Bunlar arasında ne fark vardır?

Bakan seçilmiş kimsedir, mâli siyaseti o belirler. Genel müdürler ise bu siyasete göre bürokratları yönlendirir. Merkez Bankası daha çok finansal yönüyle meşgul olur.

Hazreti Yusuf bizzat tartı işleri ile meşgul olduğuna göre bakan değil de genel müdürlük şeklinde görev almıştır.

Demek ki bakan “vezir”dir, “aziz” de genel müdürdür.

إِنَّ لَهُ أَبًا شَيْخًا كَبِيرًا

(EinNa LaHUv EaBan ŞaYPan KaBIRan)

“Onun kebir şeyh babası vardır.”

İnne” karşı tarafın aksine bildiğini düzeltmek için getirilir. Azizin yanlış bildiği bir şey var demektir. Babalarını onlara göre genç zannediyor.

Eb” orada marife burada nekre getirilmiştir. Kardeşlerinin babası bilinmektedir, ancak kebir şeyh olduğu bilinmemektedir. Yani kendisi marifedir ama vasfı nekredir. Dolayısıyla kendisi de nekre olmaktadır. Karşı tarafın da tanıdığı bir adamı göstererek ‘bu bir basketbolcüdür’ dediğinizde yanlış söylemeşsinizdir. Burada babalarının yaşlı olduğunu anlatırken nekre getirilmiştir. “Onun yaşlı babası vardır” dediğimizde, Türkçede “onun” mübtedadır, “yaşlı babası” haberdir. “İnne”nin haberi “Lehu”dur. Çünkü “Eben” isimdir, mensuptur. “Şeyhan” “ebe”nin sıfatıdır. Yaşlı ihtiyar demektir. Onun için mensuptur. “Kebiran” sıfatın sıfatıdır. Buna sıfat denmemektedir, zarf denmektedir. “Koyu sarı” dediğimizde, “koyu” “sarı”nın zarfıdır. Çok çalışıyorum da olduğu gibi. “Eben”in sıfattan sonra ikinci sıfat da olabilir. O takdirdir. Yaşlıdır ve büyüktür anlamı çıkar. Yani saygın yaşlı babaları vardır diyorlar. Böylece onun böyle bir şey yapması babası için yıkım olur. O sebeple onun yerine bizi al demektedirler.

Demek ki Mısır’da da o zaman yaşlıları sayma, saygı gösterme anlayışı vardır. Yaşlı olma çevrenin yardımını elde etme demektir.
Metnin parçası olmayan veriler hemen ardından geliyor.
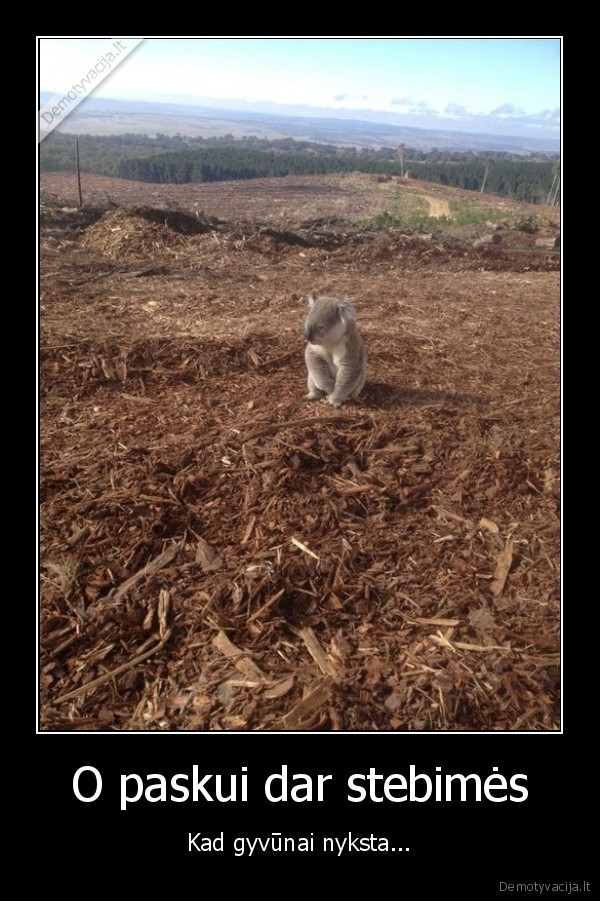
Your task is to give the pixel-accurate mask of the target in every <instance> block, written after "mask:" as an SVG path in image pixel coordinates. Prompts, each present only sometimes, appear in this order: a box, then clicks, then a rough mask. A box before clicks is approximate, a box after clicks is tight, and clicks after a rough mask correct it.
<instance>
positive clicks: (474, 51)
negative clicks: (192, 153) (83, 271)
mask: <svg viewBox="0 0 600 901" xmlns="http://www.w3.org/2000/svg"><path fill="white" fill-rule="evenodd" d="M111 40H112V39H110V38H86V37H80V38H58V37H48V38H46V37H42V38H41V39H40V45H39V46H40V88H41V90H42V91H49V92H51V93H53V94H60V93H62V92H65V91H67V90H68V89H69V87H70V86H71V84H72V82H73V81H74V80H78V79H80V78H81V77H82V75H84V74H85V73H86V72H87V71H89V69H90V68H91V67H92V66H93V65H94V64H95V63H96V61H97V60H98V59H99V58H100V57H101V55H102V54H104V53H105V52H106V49H107V48H109V47H110V46H111ZM126 40H127V38H123V41H126ZM94 96H95V97H105V98H116V99H132V100H152V101H160V100H165V101H171V102H178V103H189V104H205V105H213V106H219V105H221V106H223V105H226V106H228V107H229V108H233V107H234V106H236V105H237V106H238V107H241V108H252V109H257V110H260V109H267V108H268V106H269V105H277V106H278V107H282V105H283V106H289V107H290V111H298V108H299V109H300V111H301V110H304V112H305V114H307V115H312V114H314V113H317V112H319V113H321V114H324V112H329V114H331V113H332V112H335V111H338V112H339V113H341V111H355V112H356V113H357V118H360V115H359V114H360V113H361V112H364V111H378V112H381V113H385V114H386V115H385V121H387V122H393V121H395V120H396V119H398V124H404V125H415V126H417V127H431V126H434V125H435V124H436V122H437V123H439V125H440V126H442V125H443V126H444V127H446V126H447V125H448V123H454V126H455V127H456V128H457V129H459V130H463V131H477V130H481V128H482V127H485V126H487V128H493V130H494V131H497V132H503V133H505V134H515V133H519V134H522V133H526V132H527V130H529V133H530V134H532V135H536V136H538V137H543V136H549V137H552V136H554V137H556V136H558V134H559V109H560V100H561V39H560V38H559V37H546V38H536V37H523V38H511V37H506V38H504V37H501V38H492V37H490V38H487V37H486V38H428V37H427V38H392V37H382V38H374V37H357V38H349V37H343V38H335V37H322V38H315V37H305V38H296V37H291V38H288V37H280V38H279V37H270V38H255V37H248V38H230V37H223V38H219V37H211V38H173V37H157V38H146V39H145V40H144V41H143V42H142V43H141V44H140V45H139V47H137V48H136V49H135V50H134V51H133V52H132V53H131V54H130V55H129V56H128V57H127V59H125V60H124V61H123V62H122V63H121V64H120V65H118V66H116V67H115V69H114V70H113V71H112V72H111V74H110V75H109V76H108V77H106V78H105V79H104V81H103V82H102V84H101V85H100V86H99V87H98V88H97V89H96V90H95V91H94ZM292 107H294V108H296V109H294V110H292V109H291V108H292ZM345 114H346V115H347V114H348V113H347V112H346V113H345ZM486 130H487V129H486Z"/></svg>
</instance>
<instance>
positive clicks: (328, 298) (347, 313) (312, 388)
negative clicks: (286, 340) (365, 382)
mask: <svg viewBox="0 0 600 901" xmlns="http://www.w3.org/2000/svg"><path fill="white" fill-rule="evenodd" d="M308 304H309V312H308V316H307V318H306V324H305V327H304V337H305V338H306V340H307V342H308V343H307V345H306V350H305V354H304V356H305V360H306V368H307V369H308V394H306V395H305V397H306V398H307V400H316V399H317V398H319V397H327V401H328V403H330V404H331V405H332V406H334V407H341V405H342V404H343V403H345V401H347V400H349V399H350V398H354V397H358V395H359V394H360V392H361V391H362V389H363V387H364V384H365V380H366V374H367V350H366V347H365V343H364V341H363V338H362V335H361V333H360V331H359V330H358V326H357V324H356V309H355V307H354V305H353V304H351V303H349V302H348V301H345V300H337V299H335V298H329V297H319V295H318V294H315V293H314V292H313V293H312V294H310V295H309V297H308Z"/></svg>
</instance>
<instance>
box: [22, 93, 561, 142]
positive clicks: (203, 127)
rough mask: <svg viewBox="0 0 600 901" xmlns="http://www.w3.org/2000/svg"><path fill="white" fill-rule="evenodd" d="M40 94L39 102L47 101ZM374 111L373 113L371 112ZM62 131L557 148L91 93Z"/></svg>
mask: <svg viewBox="0 0 600 901" xmlns="http://www.w3.org/2000/svg"><path fill="white" fill-rule="evenodd" d="M51 97H52V95H51V94H47V93H43V94H42V95H41V96H40V103H41V104H43V103H45V102H46V101H48V100H50V99H51ZM372 115H375V114H372ZM58 130H59V131H61V132H63V133H64V134H89V135H111V134H126V133H130V134H147V135H156V134H164V135H174V134H182V135H191V136H196V137H215V136H219V135H225V134H229V135H232V136H234V137H236V138H238V137H243V136H244V135H246V136H250V135H256V136H257V137H263V138H286V137H287V138H289V137H291V138H296V139H304V140H310V141H319V142H323V143H329V144H336V145H338V146H353V147H395V146H397V145H398V144H408V145H410V146H411V147H414V148H417V149H419V150H425V151H428V150H431V149H432V148H434V147H437V148H439V149H440V150H464V151H472V152H473V153H479V152H482V151H490V150H493V151H506V152H507V153H519V154H521V153H522V154H530V153H548V154H554V153H558V152H559V151H560V143H559V141H558V140H552V139H547V138H530V137H517V136H507V135H494V134H468V133H466V132H457V131H450V130H444V129H424V128H414V127H408V126H399V125H391V124H389V123H384V122H376V121H366V120H361V119H347V118H334V117H330V118H318V117H314V118H311V117H310V116H304V115H302V116H300V115H283V114H282V113H279V112H273V113H267V112H264V113H259V112H250V111H238V110H229V109H214V108H212V107H203V106H187V105H184V104H172V103H146V102H141V101H128V100H127V101H126V100H105V99H102V98H95V97H90V98H88V99H87V100H85V101H84V102H83V103H81V104H80V105H79V106H78V107H77V108H76V109H75V110H74V111H73V112H72V113H71V114H70V115H68V116H67V118H66V119H65V120H64V122H62V123H61V124H60V125H59V126H58Z"/></svg>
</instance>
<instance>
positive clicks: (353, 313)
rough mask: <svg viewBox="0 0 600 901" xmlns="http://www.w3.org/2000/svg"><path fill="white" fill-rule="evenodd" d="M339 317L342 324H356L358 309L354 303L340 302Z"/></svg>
mask: <svg viewBox="0 0 600 901" xmlns="http://www.w3.org/2000/svg"><path fill="white" fill-rule="evenodd" d="M337 308H338V315H339V317H340V319H341V320H342V322H351V321H352V322H355V321H356V307H355V306H354V304H353V303H348V302H347V301H345V300H340V301H338V305H337Z"/></svg>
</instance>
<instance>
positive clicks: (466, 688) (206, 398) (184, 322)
mask: <svg viewBox="0 0 600 901" xmlns="http://www.w3.org/2000/svg"><path fill="white" fill-rule="evenodd" d="M86 185H88V187H89V190H88V193H87V194H86V197H85V201H86V207H87V208H88V209H87V211H84V213H83V214H81V213H78V212H77V211H74V210H72V209H71V207H73V206H74V201H75V197H74V192H73V185H72V179H70V178H67V177H66V176H60V175H49V176H44V177H43V179H42V201H43V214H42V262H41V300H40V332H41V352H40V366H41V371H40V379H41V397H40V413H41V448H40V468H41V483H40V491H41V514H40V515H41V523H40V563H41V627H40V629H41V631H40V646H41V664H40V666H41V728H42V729H44V730H73V729H84V730H85V729H88V730H99V729H106V730H131V729H135V730H144V729H150V730H174V729H179V730H182V729H185V730H189V729H197V730H215V729H219V730H222V729H228V730H229V729H238V730H248V729H251V730H256V729H259V730H273V729H280V730H306V729H312V730H337V729H342V730H373V729H378V730H380V729H388V730H523V729H532V730H552V729H556V728H558V727H559V725H560V723H559V713H560V703H559V687H560V682H559V537H560V533H559V512H560V504H559V502H560V493H559V490H560V489H559V466H560V463H559V448H560V421H559V411H560V405H559V404H560V399H559V296H560V294H559V292H560V275H559V256H558V252H557V251H555V250H554V249H553V245H554V238H555V235H556V233H557V218H556V213H555V211H554V212H551V211H546V214H545V215H546V220H545V225H544V226H543V227H542V228H536V229H535V230H532V229H530V228H525V229H524V230H522V229H521V228H518V227H515V222H513V223H512V224H511V223H509V222H508V221H507V223H506V224H505V226H503V228H502V229H501V230H499V234H500V236H501V241H499V243H492V242H491V241H490V242H489V243H488V238H489V237H490V234H491V233H490V230H489V229H487V230H486V228H485V227H481V228H479V229H472V230H470V231H468V230H465V231H464V232H463V233H462V234H457V233H456V232H453V233H452V235H445V234H443V233H439V234H438V233H431V232H429V233H410V230H408V231H407V232H406V233H404V232H402V233H400V232H399V231H398V230H396V231H395V232H385V231H382V232H375V231H373V232H370V231H368V230H366V229H364V228H358V227H357V226H356V224H355V223H356V221H357V220H359V219H363V218H364V217H365V216H368V215H373V214H375V213H376V212H379V211H381V209H383V208H384V206H383V205H384V204H385V196H384V192H382V191H378V190H377V185H376V183H375V182H374V181H373V180H372V179H370V178H369V177H367V176H353V177H348V178H346V177H339V178H332V179H295V180H294V179H283V180H279V181H275V180H274V181H271V182H258V183H254V182H247V183H236V184H228V185H195V186H186V185H180V186H169V187H168V188H167V187H158V188H156V186H148V185H136V184H134V183H125V182H117V181H110V180H108V179H104V180H103V179H99V178H97V179H88V180H87V181H86ZM409 189H410V190H416V189H417V188H416V187H415V186H413V185H411V186H410V188H409ZM109 203H110V206H109ZM101 206H103V207H104V209H103V210H102V209H99V208H100V207H101ZM502 206H503V207H506V204H502ZM91 207H95V208H97V209H95V210H92V209H90V208H91ZM157 208H159V209H160V212H159V213H158V214H157V213H156V209H157ZM509 213H510V210H508V209H507V216H508V215H509ZM534 213H536V214H538V215H539V211H537V210H533V211H531V215H533V214H534ZM515 221H517V220H515ZM517 225H518V221H517ZM482 238H484V239H485V240H484V241H483V242H481V239H482ZM476 239H479V240H480V242H481V243H479V244H478V245H477V246H474V242H475V241H476ZM311 289H317V290H319V291H321V292H323V293H333V294H339V295H343V296H347V297H349V298H351V299H352V300H353V301H354V302H355V303H356V305H357V308H358V311H359V324H360V325H361V328H362V330H363V334H364V337H365V340H366V342H367V345H368V348H369V372H368V381H367V386H366V389H365V392H364V396H363V398H362V400H361V402H360V403H355V404H350V405H347V406H345V407H343V408H342V409H341V410H339V411H336V410H333V409H331V408H329V407H328V406H327V405H324V404H318V405H310V404H306V403H305V402H303V400H302V395H303V393H304V391H305V370H304V363H303V342H302V324H303V319H304V315H305V297H306V294H307V293H308V292H309V291H310V290H311Z"/></svg>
Canlılardan kuşlar ve memeliler anneleri tarafından büyütülürler. Ondan sonra serbest kalır, artık anne babası yavruları ile ilgilenmezler; tanımazlar bile. Oysa insanlar çocukları ile ilgilendikleri gibi yaşlılarla da ilgilenirler. Bu husus yalnız insanlara mahsustur. Diğer canlılar yaşlandıkça beslenemez olur ve ölür. Yaşlanınca işe yaramayan varlığın doğada var olması ve varlığını sürdürmesi abes olur. Bu sebepledir ki yaşlı kuzular kurtlara yem olur ve ortadan kaldırılırlar. Yaşlı kurtlar da kuzulara yetişemeyince açlıktan ölürler. Böylece genç ve dinamik nesil hayatta kalır. İnsanlar için de benzer mantık düşünülebilir. Ancak aksi sözkonusudur. Yaşlı anne babaları çocukları ve gençleri destekler ve onu yaşatır.

Acaba Allah yaşlıların yaşamalarına neden gerek duyuyor?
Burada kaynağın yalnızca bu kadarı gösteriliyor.